Brussels, 07 Nov 2003
A poll of more than 15,000 Europeans from all 30 current and future Member States has revealed that over half are in favour of allowing human therapeutic cloning in order to fight disease.
The Eos Gallup Europe survey also uncovered evidence of strong opposition to human reproductive cloning, with 93 per cent of respondents saying that the practice should not be allowed.
Of the 30 countries that took part in the poll, Italian participants were the most widely supportive of therapeutic cloning, with 65 per cent saying they were in favour. The demographic groups least opposed to cloning for medical purposes proved to be young people aged between 15 and 24; men; and professionals in medium to high income brackets.
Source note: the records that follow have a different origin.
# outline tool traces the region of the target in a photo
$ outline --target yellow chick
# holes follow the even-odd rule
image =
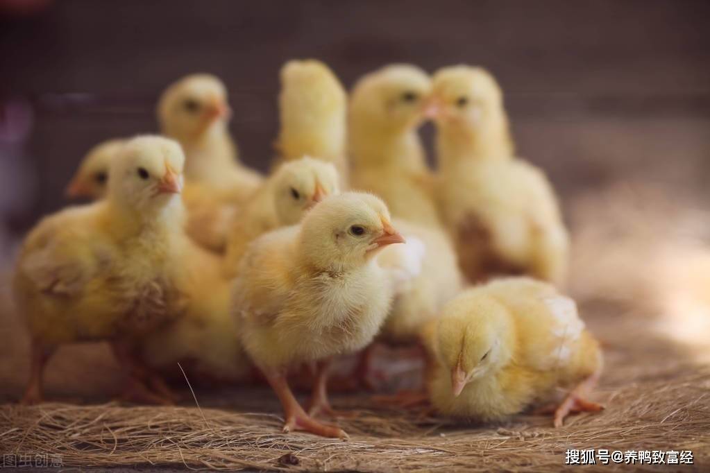
[[[233,304],[242,343],[283,407],[284,431],[346,438],[306,413],[286,380],[288,370],[317,365],[311,412],[332,413],[326,394],[334,356],[369,344],[392,299],[378,251],[404,243],[384,203],[367,194],[330,196],[300,225],[254,241],[240,264]]]
[[[158,117],[164,135],[185,150],[187,233],[204,247],[223,251],[235,205],[247,200],[262,177],[239,164],[227,129],[226,89],[207,74],[187,76],[163,93]]]
[[[110,341],[130,371],[128,391],[160,400],[131,351],[180,311],[183,162],[174,141],[135,138],[112,160],[106,199],[44,218],[25,240],[13,281],[33,340],[24,402],[41,400],[43,368],[57,347],[97,340]]]
[[[113,139],[99,143],[87,153],[65,194],[72,199],[94,200],[106,195],[109,184],[109,167],[126,140]]]
[[[438,200],[466,276],[528,273],[560,284],[569,236],[550,182],[513,155],[501,90],[481,68],[433,79]]]
[[[229,230],[224,271],[236,275],[248,244],[261,235],[300,221],[317,202],[339,194],[335,167],[310,157],[283,164],[235,216]]]
[[[353,189],[380,196],[395,217],[435,226],[432,175],[417,134],[430,87],[427,74],[412,65],[362,77],[351,94],[348,143]]]
[[[277,162],[309,155],[335,165],[347,182],[347,94],[340,81],[316,60],[291,60],[281,68],[281,128]]]
[[[527,277],[498,279],[462,293],[424,331],[434,360],[428,380],[442,413],[498,421],[571,390],[555,411],[597,411],[585,400],[602,368],[599,343],[574,301]]]

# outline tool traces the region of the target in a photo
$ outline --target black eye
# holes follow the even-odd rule
[[[190,113],[194,113],[200,110],[200,102],[194,99],[188,99],[182,103],[182,107]]]
[[[417,95],[417,93],[411,91],[407,91],[402,94],[402,101],[406,102],[407,104],[411,104],[412,102],[416,101],[418,98],[419,96]]]
[[[350,227],[350,233],[355,236],[361,236],[365,234],[365,227],[361,225],[354,225]]]

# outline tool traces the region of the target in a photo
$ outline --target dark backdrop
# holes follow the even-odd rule
[[[155,130],[158,94],[195,72],[225,81],[243,159],[265,169],[278,69],[306,57],[348,87],[393,62],[488,67],[520,153],[566,196],[628,179],[699,189],[710,158],[709,25],[703,0],[63,0],[6,11],[0,211],[21,231],[65,205],[87,150]]]

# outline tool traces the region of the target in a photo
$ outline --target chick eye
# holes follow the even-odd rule
[[[350,234],[355,236],[362,236],[365,234],[365,227],[361,225],[354,225],[350,227]]]
[[[194,113],[200,110],[200,102],[194,99],[188,99],[182,103],[182,107],[189,113]]]
[[[406,104],[411,104],[412,102],[416,101],[418,99],[418,96],[416,92],[413,92],[412,91],[407,91],[402,94],[402,101]]]

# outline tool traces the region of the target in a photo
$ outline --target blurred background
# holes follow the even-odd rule
[[[710,360],[709,25],[706,0],[0,0],[0,270],[40,216],[67,204],[92,146],[157,131],[158,96],[183,75],[225,82],[241,157],[266,170],[289,59],[320,59],[349,89],[391,62],[480,65],[501,82],[519,155],[561,195],[569,289],[616,348],[607,379],[677,372]],[[430,147],[432,127],[422,134]],[[0,397],[26,373],[27,340],[8,320]],[[111,371],[107,353],[86,353],[76,358]],[[48,382],[89,389],[86,364],[68,360]]]

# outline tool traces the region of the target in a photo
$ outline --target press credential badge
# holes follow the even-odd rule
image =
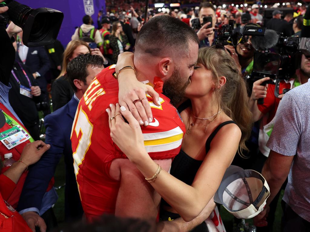
[[[14,127],[0,133],[0,141],[10,150],[29,139],[30,136],[19,128]]]

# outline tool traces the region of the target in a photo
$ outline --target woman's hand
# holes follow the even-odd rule
[[[112,140],[133,162],[139,159],[139,154],[147,154],[144,147],[143,135],[138,121],[124,107],[110,104],[106,110],[109,115],[109,126]],[[129,123],[126,123],[122,115]]]
[[[28,165],[36,163],[44,153],[50,149],[51,145],[38,140],[27,144],[24,148],[20,159]]]
[[[115,72],[128,65],[133,67],[133,54],[124,52],[118,55]],[[159,95],[151,86],[145,84],[137,79],[135,73],[131,69],[124,69],[119,73],[118,78],[118,101],[121,106],[129,110],[140,125],[148,125],[153,121],[153,115],[148,99],[145,99],[146,93],[153,99],[157,105]],[[142,99],[134,104],[135,100]]]

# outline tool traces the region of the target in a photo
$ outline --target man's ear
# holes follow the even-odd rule
[[[168,75],[171,71],[174,70],[172,67],[172,61],[169,58],[162,59],[158,63],[159,72],[163,76],[165,77]]]
[[[73,84],[74,84],[75,87],[77,87],[77,88],[78,89],[78,90],[82,89],[82,81],[78,80],[77,79],[75,79],[73,80]]]

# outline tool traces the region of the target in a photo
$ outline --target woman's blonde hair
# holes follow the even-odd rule
[[[86,42],[79,40],[75,40],[70,41],[67,45],[66,49],[64,52],[64,54],[63,54],[62,65],[61,67],[61,71],[60,71],[59,75],[57,78],[62,76],[63,76],[66,73],[67,66],[70,61],[70,58],[72,57],[74,50],[80,45],[84,45],[87,47],[89,50],[89,53],[91,53],[91,49],[89,47],[89,46]]]
[[[242,152],[248,151],[245,143],[250,134],[252,115],[249,108],[245,80],[231,56],[215,46],[200,49],[197,62],[211,72],[215,86],[219,85],[219,77],[226,78],[226,83],[221,91],[215,90],[214,93],[218,97],[219,109],[222,109],[240,128],[242,135],[238,152],[241,157],[247,157]]]
[[[117,24],[121,24],[121,22],[119,21],[116,21],[115,22],[113,22],[113,23],[112,24],[112,32],[111,32],[111,34],[115,36],[116,30],[118,28],[118,27],[117,27]],[[122,24],[121,24],[121,25],[122,25]],[[123,31],[121,32],[121,34],[122,35],[124,35],[125,34],[125,32]]]

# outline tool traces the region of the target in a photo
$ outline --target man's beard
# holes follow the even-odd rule
[[[171,77],[164,83],[163,93],[170,99],[170,103],[174,105],[183,99],[185,96],[185,90],[189,83],[188,79],[185,83],[181,82],[178,69],[175,69]]]
[[[300,71],[305,76],[307,77],[308,78],[310,78],[310,71],[305,71],[304,70],[303,67],[302,67],[300,69]]]

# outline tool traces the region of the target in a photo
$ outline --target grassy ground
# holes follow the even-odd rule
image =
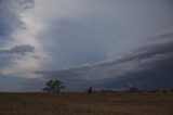
[[[173,93],[0,93],[0,115],[173,115]]]

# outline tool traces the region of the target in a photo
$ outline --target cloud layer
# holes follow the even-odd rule
[[[0,0],[0,76],[29,90],[51,78],[71,89],[134,76],[164,86],[172,79],[157,73],[172,75],[172,0]]]

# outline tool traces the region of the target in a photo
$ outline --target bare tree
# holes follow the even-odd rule
[[[48,92],[61,92],[64,88],[65,87],[61,80],[49,80],[43,90]]]

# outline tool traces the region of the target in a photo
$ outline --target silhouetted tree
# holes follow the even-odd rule
[[[61,92],[64,88],[65,87],[61,80],[49,80],[43,90],[48,92]]]
[[[93,92],[93,88],[92,87],[90,87],[89,89],[88,89],[88,93],[92,93]]]

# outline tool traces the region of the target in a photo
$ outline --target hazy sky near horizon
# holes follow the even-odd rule
[[[172,0],[0,0],[0,90],[32,91],[44,79],[62,78],[59,69],[78,69],[78,78],[62,78],[72,87],[70,81],[94,85],[144,71],[146,59],[160,64],[158,55],[172,58]],[[127,62],[136,58],[142,60]],[[111,62],[124,69],[93,77],[91,69]]]

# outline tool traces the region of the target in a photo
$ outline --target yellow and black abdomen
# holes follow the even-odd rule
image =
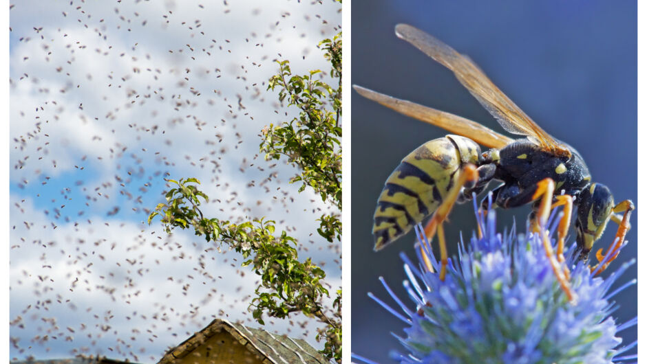
[[[480,148],[472,140],[447,135],[405,157],[387,179],[373,220],[375,250],[407,234],[443,202],[465,163],[478,164]]]

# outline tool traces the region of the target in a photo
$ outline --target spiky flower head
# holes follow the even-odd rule
[[[555,214],[549,231],[556,225]],[[624,264],[607,277],[595,277],[588,264],[566,252],[570,283],[577,297],[569,301],[553,273],[540,234],[496,231],[495,212],[477,213],[482,234],[461,242],[457,260],[448,266],[444,282],[425,268],[425,260],[438,272],[440,264],[430,249],[418,249],[420,264],[404,254],[404,282],[414,310],[383,284],[404,312],[401,315],[372,294],[378,303],[409,327],[399,337],[407,353],[394,352],[401,363],[614,363],[637,358],[627,355],[636,342],[622,346],[621,330],[635,325],[634,318],[618,324],[611,314],[618,308],[613,297],[633,280],[610,288],[635,262]],[[421,247],[428,247],[421,228]],[[554,243],[554,242],[553,242]],[[620,247],[622,248],[622,246]],[[602,265],[602,264],[601,264]],[[371,363],[361,356],[355,359]]]

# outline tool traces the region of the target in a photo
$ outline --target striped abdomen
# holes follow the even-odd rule
[[[443,202],[465,163],[477,164],[474,141],[447,135],[418,147],[393,171],[377,201],[373,223],[375,250],[407,233]]]

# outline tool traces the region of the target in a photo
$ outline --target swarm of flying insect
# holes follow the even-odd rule
[[[214,216],[275,216],[339,279],[339,247],[308,236],[327,207],[257,155],[259,130],[287,117],[266,91],[273,60],[323,69],[336,4],[12,3],[11,358],[154,362],[213,318],[255,326],[239,255],[142,223],[165,178],[204,182]],[[308,321],[266,328],[308,336]]]
[[[564,206],[554,257],[560,264],[564,262],[564,240],[574,206],[577,208],[575,225],[580,259],[588,258],[609,220],[618,223],[616,238],[624,240],[633,204],[628,200],[615,204],[606,186],[592,182],[577,150],[544,131],[469,58],[410,25],[398,25],[395,31],[399,38],[452,71],[506,131],[526,137],[513,139],[460,116],[354,86],[365,98],[456,134],[425,143],[407,155],[388,177],[374,216],[375,250],[431,216],[425,231],[429,238],[438,233],[443,267],[441,277],[444,278],[447,256],[442,223],[455,202],[471,200],[473,194],[482,192],[492,181],[501,183],[493,190],[493,207],[511,208],[532,203],[531,219],[537,231],[551,208]],[[480,146],[490,149],[482,153]],[[601,251],[596,254],[600,261]],[[561,280],[566,284],[568,269],[563,269]]]

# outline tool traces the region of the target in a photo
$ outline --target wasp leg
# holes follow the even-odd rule
[[[627,231],[629,231],[629,229],[631,226],[629,225],[629,216],[631,215],[631,212],[635,207],[633,205],[633,203],[630,200],[625,200],[620,203],[615,205],[613,207],[613,214],[611,214],[611,220],[615,221],[618,223],[618,230],[615,233],[615,238],[613,238],[613,242],[611,243],[611,245],[606,249],[606,254],[602,254],[602,249],[600,248],[596,253],[595,257],[597,258],[597,260],[600,262],[602,262],[607,256],[610,256],[606,262],[602,265],[602,267],[598,270],[597,267],[600,265],[600,263],[595,265],[593,267],[593,271],[597,270],[597,273],[595,273],[595,275],[604,271],[604,269],[606,269],[606,267],[608,266],[609,263],[615,260],[618,256],[619,253],[620,245],[624,242],[624,237],[627,234]],[[619,212],[624,212],[622,216],[622,220],[618,223],[617,216],[615,214]],[[613,248],[613,249],[612,249]]]
[[[549,178],[547,178],[537,183],[535,194],[533,195],[533,199],[542,197],[539,206],[537,208],[537,220],[541,227],[540,234],[542,234],[542,240],[544,243],[544,250],[546,251],[546,257],[548,258],[553,268],[553,273],[562,286],[562,290],[566,293],[569,301],[575,302],[575,294],[571,289],[571,284],[569,283],[567,278],[564,274],[564,271],[560,269],[560,262],[558,260],[553,250],[553,246],[551,245],[551,240],[549,237],[549,232],[546,230],[546,224],[548,223],[548,218],[551,214],[551,207],[553,201],[553,193],[555,191],[555,182]],[[570,216],[570,214],[569,214]],[[569,272],[570,273],[570,272]]]
[[[569,227],[571,226],[571,215],[573,212],[573,196],[568,194],[563,194],[555,196],[557,202],[551,206],[553,209],[558,206],[564,206],[563,214],[560,219],[560,225],[558,227],[558,242],[557,242],[557,260],[560,264],[564,264],[564,240],[566,238],[566,233],[569,232]],[[564,266],[564,275],[567,280],[571,280],[571,271],[566,266]]]
[[[460,193],[460,190],[463,186],[467,183],[473,183],[478,179],[478,173],[476,172],[476,167],[473,164],[466,164],[463,167],[459,173],[460,174],[458,174],[456,183],[447,192],[443,203],[438,206],[438,208],[436,209],[436,212],[434,213],[432,218],[430,218],[429,223],[427,223],[427,226],[425,227],[425,235],[427,236],[429,241],[432,241],[432,238],[436,234],[436,230],[438,231],[438,244],[441,246],[441,263],[442,264],[440,277],[441,280],[443,281],[445,280],[445,276],[447,274],[447,244],[445,241],[445,231],[443,230],[442,227],[443,222],[445,221],[447,215],[449,214],[449,212],[452,211],[452,207],[458,198],[458,194]],[[427,268],[429,271],[434,271],[433,269],[431,267],[431,264],[427,266]]]

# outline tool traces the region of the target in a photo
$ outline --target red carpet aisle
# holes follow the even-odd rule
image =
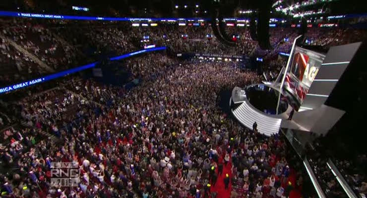
[[[224,163],[221,163],[221,162],[223,161],[223,158],[222,157],[219,159],[219,161],[220,163],[223,164],[223,172],[221,175],[218,176],[217,183],[215,183],[215,186],[212,186],[210,187],[210,191],[211,192],[216,192],[218,194],[217,195],[217,198],[229,198],[231,197],[231,192],[232,190],[232,181],[231,181],[229,185],[228,185],[228,189],[225,189],[225,186],[224,185],[224,179],[226,177],[226,174],[229,175],[230,178],[232,178],[232,172],[231,170],[232,167],[232,159],[230,159],[230,161],[227,164],[227,166]],[[217,167],[215,172],[218,173],[218,167]]]

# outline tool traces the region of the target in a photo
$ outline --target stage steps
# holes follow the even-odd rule
[[[232,113],[241,123],[251,129],[256,122],[258,132],[268,136],[278,133],[282,123],[281,119],[267,116],[253,109],[247,101],[232,110]]]

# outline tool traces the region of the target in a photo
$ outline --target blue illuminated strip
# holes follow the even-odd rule
[[[198,20],[203,21],[210,20],[208,18],[127,18],[127,17],[103,17],[98,16],[70,16],[62,15],[59,14],[45,14],[34,13],[11,12],[7,11],[0,11],[0,16],[12,16],[16,17],[29,17],[29,18],[43,18],[53,19],[61,20],[103,20],[103,21],[177,21],[184,20],[192,20],[192,21]],[[225,20],[233,20],[240,21],[245,21],[249,20],[248,18],[224,18]],[[277,19],[281,21],[283,19]]]
[[[0,94],[9,92],[13,90],[17,90],[20,88],[29,87],[36,84],[42,83],[46,81],[48,81],[52,79],[55,79],[55,78],[64,76],[67,74],[72,74],[73,73],[77,72],[84,69],[89,69],[90,68],[95,66],[97,62],[95,62],[93,63],[88,64],[87,65],[83,65],[80,67],[68,69],[67,70],[49,75],[48,76],[3,87],[2,88],[0,88]]]
[[[123,54],[121,56],[112,57],[110,58],[110,59],[111,60],[120,60],[121,59],[132,56],[134,55],[142,53],[145,53],[152,51],[156,51],[159,50],[166,50],[166,48],[167,48],[166,47],[150,48],[148,49],[140,50],[133,52],[127,53],[126,54]],[[24,88],[25,87],[29,87],[36,84],[40,84],[46,81],[48,81],[49,80],[65,76],[65,75],[68,74],[71,74],[74,73],[78,72],[80,71],[84,70],[85,69],[89,69],[92,67],[95,67],[96,65],[97,65],[97,63],[98,62],[95,62],[92,63],[56,73],[55,74],[51,74],[48,76],[46,76],[35,79],[28,80],[22,83],[17,83],[12,85],[9,85],[6,87],[0,88],[0,94],[10,92],[13,90],[18,90],[21,88]]]
[[[120,60],[122,58],[125,58],[128,57],[130,57],[131,56],[133,56],[134,55],[138,54],[139,53],[145,53],[149,51],[157,51],[158,50],[166,50],[167,48],[166,47],[158,47],[158,48],[149,48],[148,49],[140,50],[139,51],[136,51],[133,52],[127,53],[126,54],[122,55],[121,56],[116,56],[116,57],[113,57],[112,58],[110,58],[110,60]]]
[[[290,53],[285,53],[285,52],[279,52],[279,54],[287,56],[289,56],[290,55],[291,55]]]
[[[127,18],[127,17],[103,17],[98,16],[84,16],[61,15],[58,14],[46,14],[34,13],[17,12],[7,11],[0,11],[0,16],[12,16],[15,17],[42,18],[61,20],[103,20],[103,21],[161,21],[162,20],[177,20],[177,18]],[[186,20],[199,20],[201,18],[186,18]]]

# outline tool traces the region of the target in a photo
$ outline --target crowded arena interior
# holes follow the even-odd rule
[[[0,1],[0,197],[366,197],[362,1]]]

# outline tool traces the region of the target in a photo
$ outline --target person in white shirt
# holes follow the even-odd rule
[[[83,165],[84,166],[84,167],[87,168],[88,166],[89,166],[89,165],[90,164],[90,162],[89,162],[89,160],[88,159],[84,159],[83,161]]]
[[[283,193],[284,192],[284,189],[282,188],[281,186],[280,187],[278,188],[278,189],[277,189],[277,197],[278,198],[280,198],[283,195]]]
[[[274,184],[275,183],[275,178],[274,177],[273,175],[272,175],[271,177],[270,177],[270,183],[269,184],[269,186],[271,187],[274,187]]]
[[[247,177],[247,175],[248,175],[248,170],[247,169],[247,168],[245,168],[244,169],[243,174],[244,174],[244,177]]]
[[[261,190],[261,188],[262,188],[261,184],[260,183],[258,183],[256,185],[256,189],[255,189],[255,192],[258,192],[260,191]]]

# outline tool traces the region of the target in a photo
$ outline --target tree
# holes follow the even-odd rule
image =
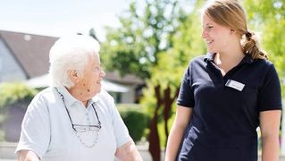
[[[279,75],[283,78],[285,57],[285,2],[283,0],[251,1],[245,0],[249,30],[259,32],[260,45],[268,53]]]
[[[145,97],[154,99],[146,98],[144,105],[153,114],[148,141],[154,160],[160,160],[158,121],[163,118],[167,138],[167,122],[181,75],[189,58],[205,51],[195,14],[198,3],[189,3],[194,6],[189,13],[176,0],[146,1],[142,11],[132,3],[120,17],[122,27],[107,28],[106,41],[102,44],[102,62],[107,70],[117,69],[122,75],[133,73],[148,80]]]

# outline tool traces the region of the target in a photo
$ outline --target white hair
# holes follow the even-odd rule
[[[68,71],[75,70],[79,77],[82,77],[89,56],[99,56],[99,43],[89,36],[60,38],[49,52],[50,85],[66,88],[74,86],[68,76]]]

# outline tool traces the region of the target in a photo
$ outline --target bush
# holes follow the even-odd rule
[[[0,109],[19,101],[31,100],[37,90],[29,88],[22,83],[1,83],[0,84]]]
[[[135,142],[144,136],[148,116],[138,105],[118,105],[119,113]]]

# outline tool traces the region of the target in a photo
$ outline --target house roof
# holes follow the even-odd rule
[[[105,76],[105,79],[122,84],[144,84],[143,80],[135,75],[126,74],[123,77],[122,77],[118,72],[107,72],[106,75]]]
[[[48,72],[49,50],[58,38],[0,30],[0,38],[25,71],[28,80]],[[121,77],[117,72],[107,72],[105,79],[122,84],[144,84],[144,81],[135,75],[127,74]]]
[[[48,72],[49,50],[58,38],[0,30],[0,38],[24,70],[28,79]]]

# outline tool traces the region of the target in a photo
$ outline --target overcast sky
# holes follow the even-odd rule
[[[56,36],[117,27],[130,0],[1,0],[0,30]]]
Among the group of future EU Member States, Turkey was the nation least in favour of therapeutic cloning, with only 36 per cent supporting the practice. At the other end of the scale were Estonia and Hungary, with 59 per cent.
Meanwhile, a planned United Nations vote on whether to ban any or all forms of human cloning has been postponed for at least two years, following the adoption by 80 votes to 79 of an Iranian proposal to delay the decision.
One leading international expert on cloning, Dolly the sheep creator Ian Wilmut, called on the media to stop focusing on the issue of human reproductive cloning as the procedure is currently considered impossible to carry out successfully.